Aktion gegen RechtsWarum ein Unternehmen in Sachsen einen Wahlaufruf startet

Sabine Nitzsche ist CFO Europa bei Globalfoundries
Sabine Nitzsche ist CFO Europa bei Globalfoundries Felix Adler

Im Vorfeld der sächsischen Landtagswahl positioniert sich der Halbleiterkonzern Globalfoundries (GF) gegen Rechts. In einer gemeinsamen Stellungnahme rufen Geschäftsleitung und Betriebsrat dazu auf, sich am 1. September „bewusst für Kandidaten und Parteien zu entscheiden, die unser Land mit Mut, Visionen und Werten in die Zukunft führen wollen“. In dem Brief, der sich an Mitarbeiter und die Öffentlichkeit richtet, warnt das Unternehmen indirekt davor, dass eine starke Rechte, dem Ansehen Sachsens schade. „Wir setzen auf ein freundliches Sachsen, das auch nach dem 1. September ein Land bleibt, das dem Rest der Welt zugewandt ist und allen Menschen mit Offenheit und Respekt begegnet.“

Ein solcher Aufruf ist in der Firmengeschichte einmalig. Globalfoundries, in Dresden ansässig, ist mit 3200 Mitarbeiter einer der größten industriellen Arbeitgeber in Sachsen und zählt zu den industriellen Leuchttürmen im Osten. „Wir sind Teil der sächsischen Gesellschaft und haben eine Verantwortung, die nicht am Werkszaun endet“, begründet das Unternehmen den Schritt in die Öffentlichkeit. Globalfoundries gehört seit 2012 dem Emirat Abu Dhabi, Teil der Vereinigten Arabischen Emirate, die Beschäftigten kommen aus aller Welt.
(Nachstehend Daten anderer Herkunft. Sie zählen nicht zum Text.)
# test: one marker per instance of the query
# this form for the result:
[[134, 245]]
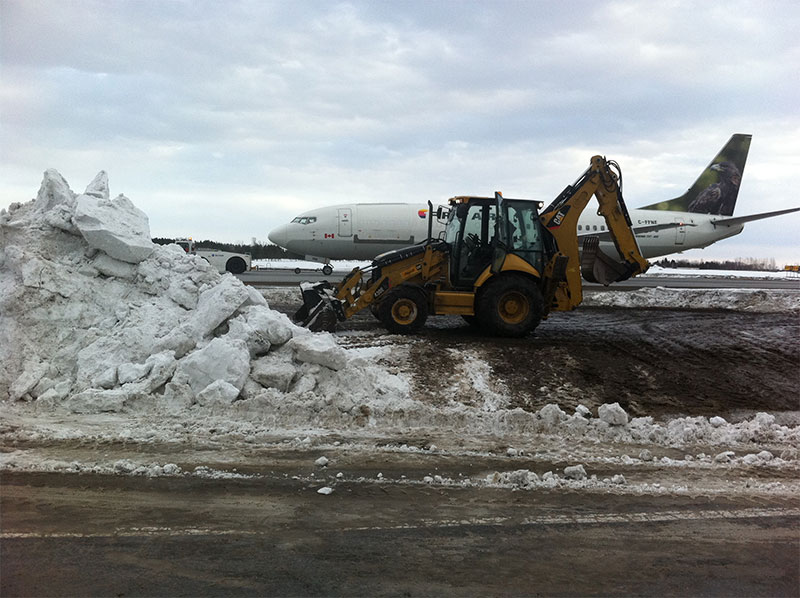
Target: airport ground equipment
[[502, 264], [223, 261]]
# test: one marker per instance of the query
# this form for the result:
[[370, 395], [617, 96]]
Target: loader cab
[[478, 238]]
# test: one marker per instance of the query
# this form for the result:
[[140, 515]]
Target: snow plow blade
[[598, 267], [318, 311]]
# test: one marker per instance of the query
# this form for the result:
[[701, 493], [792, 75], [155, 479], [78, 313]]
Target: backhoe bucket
[[317, 312], [598, 267]]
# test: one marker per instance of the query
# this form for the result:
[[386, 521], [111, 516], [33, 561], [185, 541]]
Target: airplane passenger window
[[305, 220]]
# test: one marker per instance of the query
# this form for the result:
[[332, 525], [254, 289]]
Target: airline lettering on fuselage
[[556, 220]]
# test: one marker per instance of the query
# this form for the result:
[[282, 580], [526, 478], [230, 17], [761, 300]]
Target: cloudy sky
[[223, 119]]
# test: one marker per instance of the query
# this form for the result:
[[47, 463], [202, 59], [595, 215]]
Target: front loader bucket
[[598, 267], [317, 312]]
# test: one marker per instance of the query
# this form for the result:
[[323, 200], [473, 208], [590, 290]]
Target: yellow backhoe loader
[[502, 265]]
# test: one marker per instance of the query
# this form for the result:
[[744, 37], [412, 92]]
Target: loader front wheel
[[403, 310], [510, 306]]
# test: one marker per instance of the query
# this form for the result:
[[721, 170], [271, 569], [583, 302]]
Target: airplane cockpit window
[[304, 220]]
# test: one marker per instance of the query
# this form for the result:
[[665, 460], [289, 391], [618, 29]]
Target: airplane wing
[[606, 236], [742, 219]]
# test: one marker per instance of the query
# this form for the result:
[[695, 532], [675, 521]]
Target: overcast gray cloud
[[224, 119]]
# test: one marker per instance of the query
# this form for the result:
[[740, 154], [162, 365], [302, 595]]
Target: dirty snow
[[106, 339]]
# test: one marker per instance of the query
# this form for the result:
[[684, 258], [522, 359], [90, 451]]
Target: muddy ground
[[680, 531]]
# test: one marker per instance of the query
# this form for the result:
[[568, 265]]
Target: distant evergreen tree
[[257, 251]]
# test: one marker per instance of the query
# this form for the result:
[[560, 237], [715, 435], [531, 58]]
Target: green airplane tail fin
[[716, 189]]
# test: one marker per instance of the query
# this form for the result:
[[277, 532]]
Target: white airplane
[[701, 216]]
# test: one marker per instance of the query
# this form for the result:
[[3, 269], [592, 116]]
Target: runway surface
[[287, 277]]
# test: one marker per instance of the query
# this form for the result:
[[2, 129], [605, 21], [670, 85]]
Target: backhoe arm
[[560, 219]]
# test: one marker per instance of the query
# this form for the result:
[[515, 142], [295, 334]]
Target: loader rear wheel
[[510, 306], [404, 310]]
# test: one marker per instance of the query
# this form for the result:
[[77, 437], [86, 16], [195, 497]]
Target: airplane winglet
[[743, 219]]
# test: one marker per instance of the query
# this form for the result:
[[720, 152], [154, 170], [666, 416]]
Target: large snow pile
[[94, 317]]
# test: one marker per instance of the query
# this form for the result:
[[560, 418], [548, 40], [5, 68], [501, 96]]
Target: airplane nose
[[279, 236]]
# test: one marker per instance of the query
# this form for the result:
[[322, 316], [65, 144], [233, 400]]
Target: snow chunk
[[552, 415], [273, 371], [218, 392], [54, 191], [99, 186], [319, 348], [612, 414], [116, 227], [217, 304], [575, 472], [219, 360]]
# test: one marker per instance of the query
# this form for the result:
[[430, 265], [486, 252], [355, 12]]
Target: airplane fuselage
[[362, 231]]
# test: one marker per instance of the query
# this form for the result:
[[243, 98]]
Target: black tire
[[403, 310], [471, 320], [510, 306], [236, 265]]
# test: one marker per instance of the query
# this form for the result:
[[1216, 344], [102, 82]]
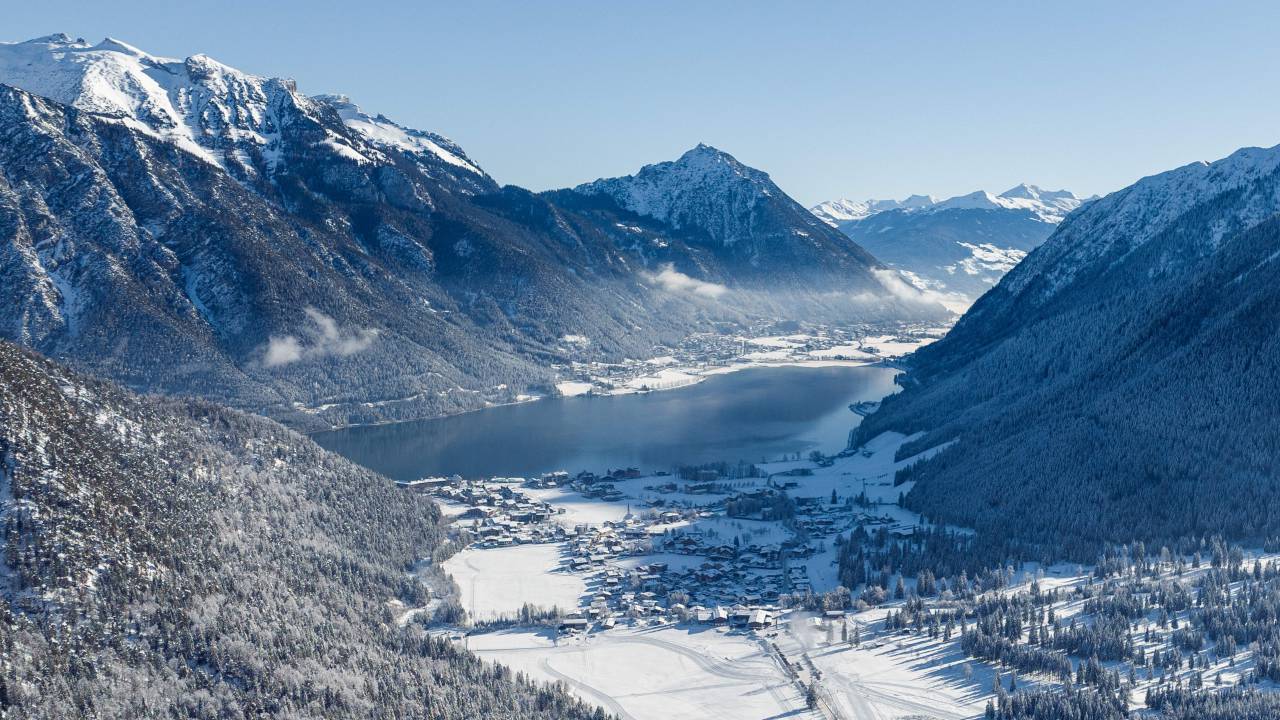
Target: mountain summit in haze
[[960, 246], [1136, 351], [184, 227]]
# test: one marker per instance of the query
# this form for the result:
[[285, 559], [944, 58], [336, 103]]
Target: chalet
[[425, 484], [759, 619]]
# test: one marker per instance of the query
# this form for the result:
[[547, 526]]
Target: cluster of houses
[[737, 583], [497, 514]]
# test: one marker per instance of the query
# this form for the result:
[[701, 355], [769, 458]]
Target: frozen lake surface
[[745, 415]]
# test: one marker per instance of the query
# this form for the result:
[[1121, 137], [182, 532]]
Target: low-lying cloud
[[673, 281], [323, 338], [905, 290]]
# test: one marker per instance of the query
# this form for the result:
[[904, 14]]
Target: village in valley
[[720, 561], [734, 347], [718, 591]]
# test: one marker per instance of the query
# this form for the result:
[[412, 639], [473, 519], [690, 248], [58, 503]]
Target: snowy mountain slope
[[1119, 383], [737, 218], [837, 212], [188, 228], [170, 559], [1047, 205], [229, 118], [960, 246]]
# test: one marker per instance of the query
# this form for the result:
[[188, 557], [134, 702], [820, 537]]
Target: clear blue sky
[[832, 99]]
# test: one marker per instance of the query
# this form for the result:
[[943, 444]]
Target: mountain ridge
[[302, 258], [1134, 351]]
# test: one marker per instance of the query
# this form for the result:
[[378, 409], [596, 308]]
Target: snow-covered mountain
[[960, 246], [743, 219], [1120, 381], [837, 212], [1047, 205], [184, 227]]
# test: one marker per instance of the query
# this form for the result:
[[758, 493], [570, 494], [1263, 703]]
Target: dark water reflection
[[745, 415]]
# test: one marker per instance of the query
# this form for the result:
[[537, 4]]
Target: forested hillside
[[170, 559], [1121, 382], [183, 227]]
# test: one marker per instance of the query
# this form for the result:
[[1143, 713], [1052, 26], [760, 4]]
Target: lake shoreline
[[792, 408], [702, 373]]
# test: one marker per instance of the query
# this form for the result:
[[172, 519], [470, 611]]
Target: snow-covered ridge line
[[1048, 205], [218, 113]]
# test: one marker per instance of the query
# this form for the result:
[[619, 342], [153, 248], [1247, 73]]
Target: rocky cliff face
[[188, 228]]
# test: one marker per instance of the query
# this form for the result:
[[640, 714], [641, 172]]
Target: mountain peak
[[55, 39], [1048, 206]]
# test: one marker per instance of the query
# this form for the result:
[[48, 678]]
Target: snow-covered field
[[671, 673], [498, 582]]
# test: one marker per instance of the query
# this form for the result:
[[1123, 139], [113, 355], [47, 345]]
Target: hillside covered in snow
[[956, 247], [1121, 381], [168, 559], [190, 228]]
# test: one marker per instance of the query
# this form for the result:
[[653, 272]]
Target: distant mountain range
[[956, 247], [184, 227], [1120, 382]]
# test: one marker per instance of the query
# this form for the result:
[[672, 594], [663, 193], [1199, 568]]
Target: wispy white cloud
[[903, 288], [673, 281], [321, 340]]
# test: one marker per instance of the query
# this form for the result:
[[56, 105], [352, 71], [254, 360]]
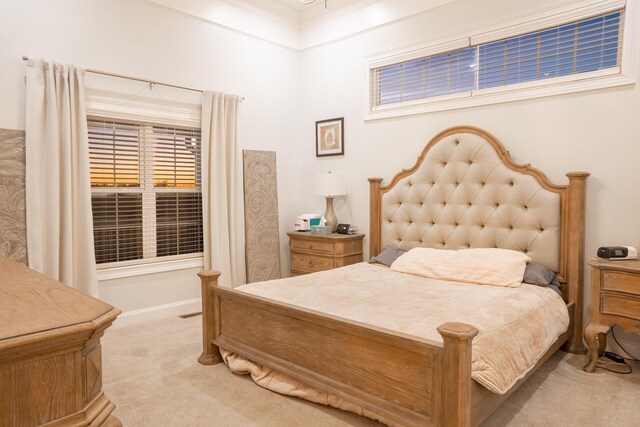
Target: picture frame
[[330, 137]]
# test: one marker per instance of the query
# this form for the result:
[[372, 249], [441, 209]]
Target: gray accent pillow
[[539, 275], [387, 256]]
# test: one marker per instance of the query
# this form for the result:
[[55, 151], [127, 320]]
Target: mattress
[[516, 325]]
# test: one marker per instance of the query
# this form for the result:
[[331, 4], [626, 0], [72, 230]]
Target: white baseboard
[[158, 312]]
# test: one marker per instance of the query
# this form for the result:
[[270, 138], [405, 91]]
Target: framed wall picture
[[330, 137]]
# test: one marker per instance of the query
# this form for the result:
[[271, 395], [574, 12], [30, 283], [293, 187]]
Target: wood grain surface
[[50, 354], [31, 302]]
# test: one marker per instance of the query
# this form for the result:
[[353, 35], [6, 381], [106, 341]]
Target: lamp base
[[330, 216]]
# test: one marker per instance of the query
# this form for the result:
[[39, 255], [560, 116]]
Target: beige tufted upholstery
[[464, 196]]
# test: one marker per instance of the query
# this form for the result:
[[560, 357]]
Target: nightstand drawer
[[620, 306], [315, 246], [310, 263], [621, 281]]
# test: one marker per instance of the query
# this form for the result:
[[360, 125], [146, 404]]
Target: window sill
[[111, 273]]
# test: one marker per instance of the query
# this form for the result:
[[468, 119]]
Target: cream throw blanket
[[517, 325]]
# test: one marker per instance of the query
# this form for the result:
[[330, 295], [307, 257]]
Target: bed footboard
[[403, 379]]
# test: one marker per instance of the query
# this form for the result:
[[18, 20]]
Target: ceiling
[[297, 6]]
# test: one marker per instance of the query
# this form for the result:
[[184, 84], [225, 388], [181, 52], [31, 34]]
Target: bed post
[[456, 373], [210, 318], [374, 217], [575, 224]]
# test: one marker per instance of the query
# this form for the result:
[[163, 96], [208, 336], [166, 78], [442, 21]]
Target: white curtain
[[222, 194], [58, 192]]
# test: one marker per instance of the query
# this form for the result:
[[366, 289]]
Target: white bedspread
[[517, 325]]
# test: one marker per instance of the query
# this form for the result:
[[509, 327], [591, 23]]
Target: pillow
[[484, 266], [539, 275], [388, 255]]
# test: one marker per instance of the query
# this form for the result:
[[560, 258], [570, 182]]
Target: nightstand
[[315, 252], [615, 299]]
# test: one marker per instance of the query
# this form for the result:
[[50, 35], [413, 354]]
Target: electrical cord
[[616, 359], [631, 356]]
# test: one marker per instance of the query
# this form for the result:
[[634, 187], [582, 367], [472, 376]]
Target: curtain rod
[[138, 79]]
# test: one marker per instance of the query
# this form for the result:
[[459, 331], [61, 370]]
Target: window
[[567, 55], [146, 192], [580, 47]]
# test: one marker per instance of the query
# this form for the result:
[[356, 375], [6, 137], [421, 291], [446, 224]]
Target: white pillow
[[485, 266]]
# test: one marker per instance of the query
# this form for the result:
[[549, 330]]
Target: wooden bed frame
[[400, 378]]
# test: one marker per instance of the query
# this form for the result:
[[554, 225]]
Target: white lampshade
[[330, 184]]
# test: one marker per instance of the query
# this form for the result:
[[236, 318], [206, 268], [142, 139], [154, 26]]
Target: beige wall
[[594, 131], [136, 38], [287, 91]]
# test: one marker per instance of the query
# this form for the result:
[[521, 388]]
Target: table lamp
[[329, 185]]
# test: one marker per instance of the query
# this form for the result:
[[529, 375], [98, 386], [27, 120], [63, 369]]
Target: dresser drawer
[[349, 247], [620, 306], [621, 281], [310, 263], [315, 246]]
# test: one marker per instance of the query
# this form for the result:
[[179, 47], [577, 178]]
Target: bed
[[463, 192]]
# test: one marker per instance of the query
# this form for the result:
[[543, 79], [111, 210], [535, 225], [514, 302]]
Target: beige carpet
[[151, 374]]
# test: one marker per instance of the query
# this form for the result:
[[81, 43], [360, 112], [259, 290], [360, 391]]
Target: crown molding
[[280, 23]]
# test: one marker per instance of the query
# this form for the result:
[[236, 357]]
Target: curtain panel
[[58, 192], [222, 194]]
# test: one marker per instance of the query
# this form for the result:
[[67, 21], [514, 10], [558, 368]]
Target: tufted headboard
[[465, 192]]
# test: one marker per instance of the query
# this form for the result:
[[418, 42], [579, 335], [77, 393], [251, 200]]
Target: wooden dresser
[[314, 252], [615, 299], [50, 355]]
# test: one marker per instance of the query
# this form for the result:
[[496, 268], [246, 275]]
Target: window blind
[[587, 45], [146, 192]]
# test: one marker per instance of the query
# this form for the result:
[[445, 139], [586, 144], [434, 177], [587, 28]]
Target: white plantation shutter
[[146, 190], [588, 45], [570, 49]]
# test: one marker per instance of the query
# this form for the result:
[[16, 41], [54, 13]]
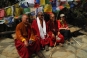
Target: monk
[[39, 25], [24, 42], [54, 34]]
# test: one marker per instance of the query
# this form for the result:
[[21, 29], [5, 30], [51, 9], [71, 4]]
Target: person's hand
[[26, 43]]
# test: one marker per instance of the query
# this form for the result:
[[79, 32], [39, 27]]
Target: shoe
[[46, 48], [40, 54]]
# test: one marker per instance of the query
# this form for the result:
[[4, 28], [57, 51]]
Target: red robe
[[53, 29], [43, 42], [23, 32], [60, 25]]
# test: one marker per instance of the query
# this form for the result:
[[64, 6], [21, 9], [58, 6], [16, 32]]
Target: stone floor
[[76, 50]]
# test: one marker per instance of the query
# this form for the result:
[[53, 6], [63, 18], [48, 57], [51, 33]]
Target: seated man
[[39, 25], [52, 30], [23, 45]]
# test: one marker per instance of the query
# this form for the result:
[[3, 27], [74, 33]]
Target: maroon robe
[[52, 28], [23, 32], [43, 42]]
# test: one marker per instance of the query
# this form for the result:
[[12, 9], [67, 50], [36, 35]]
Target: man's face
[[25, 19], [40, 15], [52, 17]]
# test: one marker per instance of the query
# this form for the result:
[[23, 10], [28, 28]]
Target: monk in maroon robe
[[39, 25], [25, 39], [53, 32]]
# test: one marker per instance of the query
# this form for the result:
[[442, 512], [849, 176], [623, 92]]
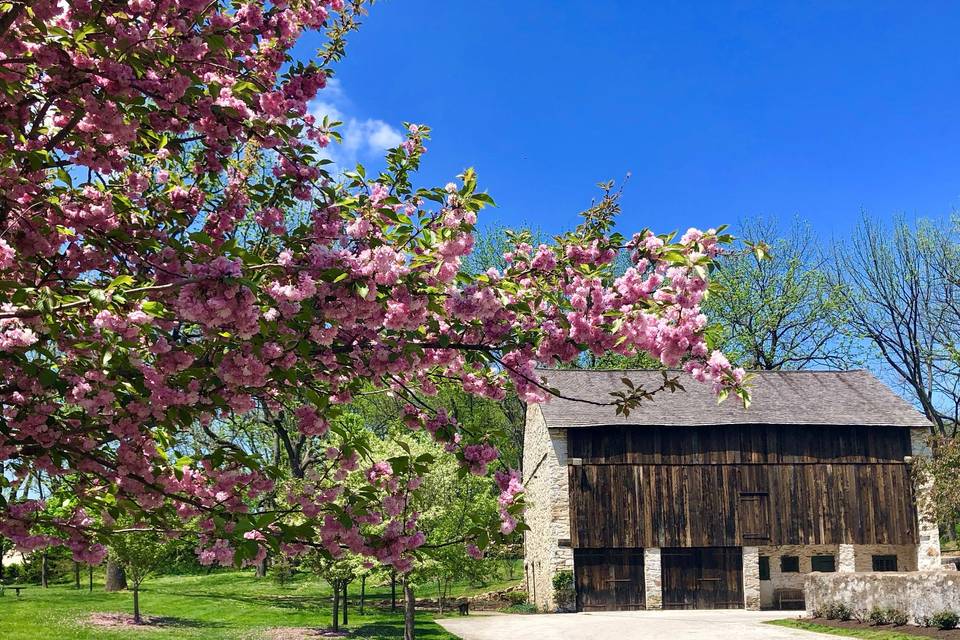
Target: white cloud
[[364, 140]]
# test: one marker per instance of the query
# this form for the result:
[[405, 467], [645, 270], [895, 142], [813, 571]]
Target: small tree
[[139, 552], [338, 572]]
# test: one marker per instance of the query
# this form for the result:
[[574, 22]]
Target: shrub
[[888, 615], [878, 615], [897, 617], [944, 620], [563, 591], [836, 611]]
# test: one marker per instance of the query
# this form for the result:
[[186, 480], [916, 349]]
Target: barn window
[[789, 564], [885, 563], [825, 564]]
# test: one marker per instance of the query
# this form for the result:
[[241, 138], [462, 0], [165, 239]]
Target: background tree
[[780, 309], [901, 291]]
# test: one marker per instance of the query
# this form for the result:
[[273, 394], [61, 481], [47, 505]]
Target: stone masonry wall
[[862, 561], [548, 508], [921, 593], [928, 551], [751, 578], [652, 579]]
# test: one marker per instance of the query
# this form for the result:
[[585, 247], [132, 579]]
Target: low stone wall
[[919, 593]]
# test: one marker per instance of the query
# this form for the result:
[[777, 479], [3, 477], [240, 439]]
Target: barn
[[687, 504]]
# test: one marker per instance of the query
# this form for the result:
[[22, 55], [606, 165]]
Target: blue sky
[[719, 109]]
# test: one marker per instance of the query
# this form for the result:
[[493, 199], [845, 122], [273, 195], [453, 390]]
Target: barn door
[[608, 579], [702, 578], [753, 507]]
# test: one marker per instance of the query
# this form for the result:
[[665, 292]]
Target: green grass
[[866, 634], [219, 606]]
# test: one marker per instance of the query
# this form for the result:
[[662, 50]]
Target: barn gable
[[685, 504]]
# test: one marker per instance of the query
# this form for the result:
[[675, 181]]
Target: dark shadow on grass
[[184, 623], [299, 603], [394, 629]]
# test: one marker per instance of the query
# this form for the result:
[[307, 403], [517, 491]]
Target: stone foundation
[[751, 578], [928, 551], [548, 511], [652, 581], [918, 594], [847, 559]]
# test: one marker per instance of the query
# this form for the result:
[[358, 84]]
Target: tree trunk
[[393, 591], [409, 611], [116, 579], [136, 604], [262, 567], [336, 605], [363, 591]]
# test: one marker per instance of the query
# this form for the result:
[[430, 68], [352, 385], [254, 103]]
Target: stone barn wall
[[548, 507], [921, 593]]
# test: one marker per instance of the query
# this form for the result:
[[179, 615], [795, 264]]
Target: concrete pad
[[625, 625]]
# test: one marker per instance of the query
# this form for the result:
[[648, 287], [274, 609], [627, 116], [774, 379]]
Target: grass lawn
[[866, 634], [221, 605]]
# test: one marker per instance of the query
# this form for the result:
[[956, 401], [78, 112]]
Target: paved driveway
[[626, 625]]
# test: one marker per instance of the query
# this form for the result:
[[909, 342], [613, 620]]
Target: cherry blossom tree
[[174, 251]]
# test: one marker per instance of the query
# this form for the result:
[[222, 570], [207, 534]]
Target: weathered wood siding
[[702, 578], [609, 579], [730, 486]]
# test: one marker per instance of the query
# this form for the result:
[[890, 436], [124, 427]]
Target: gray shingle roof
[[778, 397]]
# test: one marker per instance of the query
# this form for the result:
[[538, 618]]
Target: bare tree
[[781, 311], [902, 299]]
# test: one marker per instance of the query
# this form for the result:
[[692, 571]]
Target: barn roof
[[835, 398]]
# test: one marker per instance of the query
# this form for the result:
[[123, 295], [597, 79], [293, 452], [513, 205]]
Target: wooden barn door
[[608, 579], [702, 578]]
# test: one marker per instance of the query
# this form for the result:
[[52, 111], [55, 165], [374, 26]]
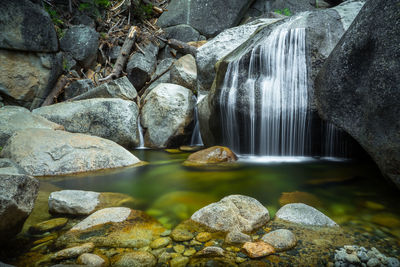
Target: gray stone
[[119, 88], [220, 46], [111, 118], [103, 216], [183, 32], [77, 88], [82, 42], [74, 202], [303, 214], [58, 152], [184, 72], [280, 239], [137, 258], [28, 77], [140, 66], [25, 26], [236, 237], [209, 17], [18, 193], [14, 118], [357, 89], [166, 115], [233, 213]]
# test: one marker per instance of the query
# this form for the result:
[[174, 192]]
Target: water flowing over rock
[[235, 212], [20, 30], [220, 46], [58, 152], [209, 17], [357, 89], [113, 119], [18, 192], [82, 42], [166, 114], [14, 118], [303, 214], [263, 92]]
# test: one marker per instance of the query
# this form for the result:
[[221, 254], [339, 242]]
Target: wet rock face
[[82, 43], [18, 193], [58, 152], [113, 119], [303, 214], [26, 27], [166, 115], [212, 155], [14, 118], [357, 89], [235, 212], [209, 17]]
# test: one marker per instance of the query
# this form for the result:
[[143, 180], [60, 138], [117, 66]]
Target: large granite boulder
[[166, 115], [14, 118], [220, 46], [233, 213], [82, 43], [28, 77], [358, 87], [18, 192], [111, 118], [209, 17], [319, 42], [26, 27], [58, 152]]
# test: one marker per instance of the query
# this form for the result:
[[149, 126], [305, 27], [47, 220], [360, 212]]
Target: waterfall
[[271, 102], [196, 136], [140, 131]]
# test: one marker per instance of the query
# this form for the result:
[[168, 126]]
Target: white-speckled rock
[[103, 216], [59, 152], [75, 202], [303, 214], [280, 239], [234, 212]]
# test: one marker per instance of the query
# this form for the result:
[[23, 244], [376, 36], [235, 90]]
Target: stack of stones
[[360, 256]]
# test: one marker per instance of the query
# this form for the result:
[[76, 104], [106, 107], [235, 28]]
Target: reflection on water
[[352, 193]]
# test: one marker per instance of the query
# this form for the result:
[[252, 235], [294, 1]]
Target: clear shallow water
[[352, 193]]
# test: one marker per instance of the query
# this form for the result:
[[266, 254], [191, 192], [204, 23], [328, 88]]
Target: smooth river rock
[[358, 87], [110, 118], [18, 193], [303, 214], [59, 152], [166, 115], [234, 212], [14, 118], [79, 202], [114, 227]]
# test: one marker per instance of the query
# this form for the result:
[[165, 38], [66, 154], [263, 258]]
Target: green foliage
[[285, 11], [53, 15]]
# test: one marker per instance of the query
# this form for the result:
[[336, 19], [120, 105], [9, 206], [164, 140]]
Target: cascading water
[[196, 136], [275, 115]]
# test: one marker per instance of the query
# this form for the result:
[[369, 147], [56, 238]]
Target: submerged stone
[[234, 212], [303, 214]]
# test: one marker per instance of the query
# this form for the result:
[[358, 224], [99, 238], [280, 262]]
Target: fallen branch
[[123, 55], [61, 83]]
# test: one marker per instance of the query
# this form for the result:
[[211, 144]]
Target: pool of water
[[352, 193]]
„Als das mit Pegida losging, war das sehr massiv. Das hat Mitarbeiter verunsichert“

Sabine Nitzsche

Sorgen um die Sicherheit ihrer Mitarbeiter machte sich GF zum ersten Mal im Jahr 2015, erinnert Sabine Nitzsche, CFO Europa bei GF in Dresden. Damals hatte GF mit Sanjay Jha einen britischen CEO mit indischem Familienhintergrund. „Er durfte aus Sicherheitsgründen wegen der Demos nicht mehr auf der Seite der Frauenkirche übernachten“, so Nitzsche im Gespräch mit Capital. Es war die Hochzeit der Pegida-Demonstrationen bei der in Dresden bis zu 25.000 Menschen mitmarschierten. Damals kamen hunderttausende Flüchtlinge nach Deutschland. Parallel kippte vielerorts die Stimmung.

„Als das mit Pegida losging, war das sehr massiv. Das hat Mitarbeiter verunsichert“, sagt die gebürtige Dresdnerin Nitzsche. Als eine kleine Gruppe von Ingenieurinnen aus Abu Dhabi ein Austauschprogramm bei GF vorzeitig abbrach, war das für Nitzsche ein Schlüsselmoment. „Wenn Ingenieurinnen aus dem Land des Großinvestors, der das Programm aufgelegt hatte, früher abreisen, hat das hohen Symbolcharakter.“

„Da haben wir gemerkt, dass wir uns vor unsere Mitarbeiter stellen müssen. Wir konnten nicht länger stillschweigend zuschauen, sondern haben Stellung bezogen“, so Nitzsche. „Rassismus und Fremdenfeindlichkeit wollen wir absolut nicht zulassen.“ Deshalb habe sich die Geschäftsleitung gemeinsam mit dem Betriebsrat gegen „Fremdenfeindlichkeit“ und „Intoleranz“ positioniert.